Broken Trust

When Trust Fails, Fear Takes Over

A crisis spreads when people stop believing anyone can protect them. Fear then does what bullets can’t… it keeps children at home, empties markets, and makes every rumour feel true, as public trust is part of security. When trust weakens, armed groups take advantage of an opportunity to intimidate and recruit.

Fear doesn’t need to be constant in order to be effective; one attack on a bus route can empty that road for weeks; one abduction near a school can keep hundreds of students at home, and armed groups know this all too well. They rarely need full control—only enough presence to make risk feel unpredictable. Fear becomes cheap power, and civilians have to live with its impact each and every day.

Trust usually fades before institutions collapse. It weakens when a teacher isn’t paid, a clinic shuts, or a police station stops answering calls. People judge authority by what it does on an ordinary morning. When officials cannot travel safely, residents turn to whoever can act quickly—even if that person is violent.

Schools and roads are essential for daily life. Once they shut or become dangerous, public life starts to decline. Young people out of class are easier to recruit. Unsafe travel keeps pregnant women from medical services, farmers from markets, and workers from their jobs, and if a town still stands, it is soon abandoned.

This is how armed groups grow. If officials cannot enforce laws or repair damage, another power fills the gap—taxing traders, issuing passes, and deciding who moves where. By 2026, over 204 million people are living under armed control, with some 284,000 missingup 70% in a year! Fear dictates travel and; the power of local authorities has all but disappeared.

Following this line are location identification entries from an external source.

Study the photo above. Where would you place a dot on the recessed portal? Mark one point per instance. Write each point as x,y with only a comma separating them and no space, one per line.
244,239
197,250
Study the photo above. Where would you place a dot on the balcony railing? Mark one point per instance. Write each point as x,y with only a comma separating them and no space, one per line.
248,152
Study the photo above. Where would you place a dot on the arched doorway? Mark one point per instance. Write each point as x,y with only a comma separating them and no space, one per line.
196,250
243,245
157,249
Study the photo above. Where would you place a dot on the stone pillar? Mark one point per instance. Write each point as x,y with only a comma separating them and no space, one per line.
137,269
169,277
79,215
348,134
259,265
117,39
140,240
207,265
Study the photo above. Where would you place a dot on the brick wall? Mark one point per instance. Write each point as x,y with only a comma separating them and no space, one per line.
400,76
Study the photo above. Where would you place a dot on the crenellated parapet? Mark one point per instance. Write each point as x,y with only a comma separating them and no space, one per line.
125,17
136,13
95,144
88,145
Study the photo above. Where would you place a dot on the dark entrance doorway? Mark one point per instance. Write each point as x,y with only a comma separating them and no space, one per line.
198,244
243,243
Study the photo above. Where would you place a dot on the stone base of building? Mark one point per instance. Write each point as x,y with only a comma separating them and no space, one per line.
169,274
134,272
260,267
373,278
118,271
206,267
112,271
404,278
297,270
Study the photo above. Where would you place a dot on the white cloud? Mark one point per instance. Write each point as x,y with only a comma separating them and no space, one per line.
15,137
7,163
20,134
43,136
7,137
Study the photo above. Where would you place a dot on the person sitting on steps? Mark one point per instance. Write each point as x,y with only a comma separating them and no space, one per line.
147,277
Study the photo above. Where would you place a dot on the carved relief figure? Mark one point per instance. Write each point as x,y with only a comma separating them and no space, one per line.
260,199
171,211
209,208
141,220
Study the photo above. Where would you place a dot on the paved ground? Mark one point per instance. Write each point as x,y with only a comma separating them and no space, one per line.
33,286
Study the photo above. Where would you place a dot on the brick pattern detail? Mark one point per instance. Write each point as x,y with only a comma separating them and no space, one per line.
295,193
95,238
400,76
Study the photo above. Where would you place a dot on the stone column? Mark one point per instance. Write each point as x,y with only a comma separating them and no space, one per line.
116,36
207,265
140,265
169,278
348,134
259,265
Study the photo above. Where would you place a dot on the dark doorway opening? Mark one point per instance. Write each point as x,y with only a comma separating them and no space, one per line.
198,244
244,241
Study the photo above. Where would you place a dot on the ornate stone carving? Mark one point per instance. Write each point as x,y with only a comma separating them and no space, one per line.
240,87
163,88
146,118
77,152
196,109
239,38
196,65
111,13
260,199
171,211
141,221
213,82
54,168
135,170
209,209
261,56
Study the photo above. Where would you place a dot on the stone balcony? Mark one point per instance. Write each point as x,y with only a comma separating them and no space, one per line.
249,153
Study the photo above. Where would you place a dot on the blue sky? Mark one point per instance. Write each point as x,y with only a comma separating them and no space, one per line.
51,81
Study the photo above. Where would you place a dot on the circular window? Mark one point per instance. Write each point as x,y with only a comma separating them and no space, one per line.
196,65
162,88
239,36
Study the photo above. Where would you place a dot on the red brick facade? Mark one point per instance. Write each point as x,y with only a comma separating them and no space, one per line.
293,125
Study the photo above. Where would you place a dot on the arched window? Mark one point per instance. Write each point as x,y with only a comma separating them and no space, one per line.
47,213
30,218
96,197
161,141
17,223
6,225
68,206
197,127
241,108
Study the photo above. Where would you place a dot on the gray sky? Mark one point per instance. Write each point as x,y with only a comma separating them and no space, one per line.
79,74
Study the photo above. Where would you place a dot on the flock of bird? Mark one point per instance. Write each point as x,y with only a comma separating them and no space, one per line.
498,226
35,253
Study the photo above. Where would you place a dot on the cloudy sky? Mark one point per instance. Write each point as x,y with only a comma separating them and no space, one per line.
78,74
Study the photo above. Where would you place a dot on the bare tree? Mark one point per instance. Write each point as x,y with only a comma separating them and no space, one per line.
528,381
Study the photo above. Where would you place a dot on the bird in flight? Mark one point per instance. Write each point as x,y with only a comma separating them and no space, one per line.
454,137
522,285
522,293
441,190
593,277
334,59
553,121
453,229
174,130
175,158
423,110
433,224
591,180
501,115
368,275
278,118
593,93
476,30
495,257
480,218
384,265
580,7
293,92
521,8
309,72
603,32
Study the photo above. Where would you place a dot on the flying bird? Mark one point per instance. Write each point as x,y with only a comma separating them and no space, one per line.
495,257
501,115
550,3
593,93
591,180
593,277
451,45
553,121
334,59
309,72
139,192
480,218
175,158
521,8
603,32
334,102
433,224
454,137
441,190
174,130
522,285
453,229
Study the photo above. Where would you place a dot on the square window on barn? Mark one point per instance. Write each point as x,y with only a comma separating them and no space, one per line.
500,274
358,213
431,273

Recovery is harder than rebuilding walls. A road can be fixed, but people won’t use it if extortion remains. A school can reopen, but parents won’t send children back if armed men still control the route. Rebuilding trust requires reliable security, fair administration, and visible justice.

Global military spending reached $2.7 trillion in 2024, while humanitarian appeals fell short at $50 billion. More money goes into fighting than protecting the people they were elected to protect, and fail to restore normal life. A frightened public is easy to manipulate, and a suspicious public is hard to organise. That combination gives armed groups an opportunity to recruit—even without much support.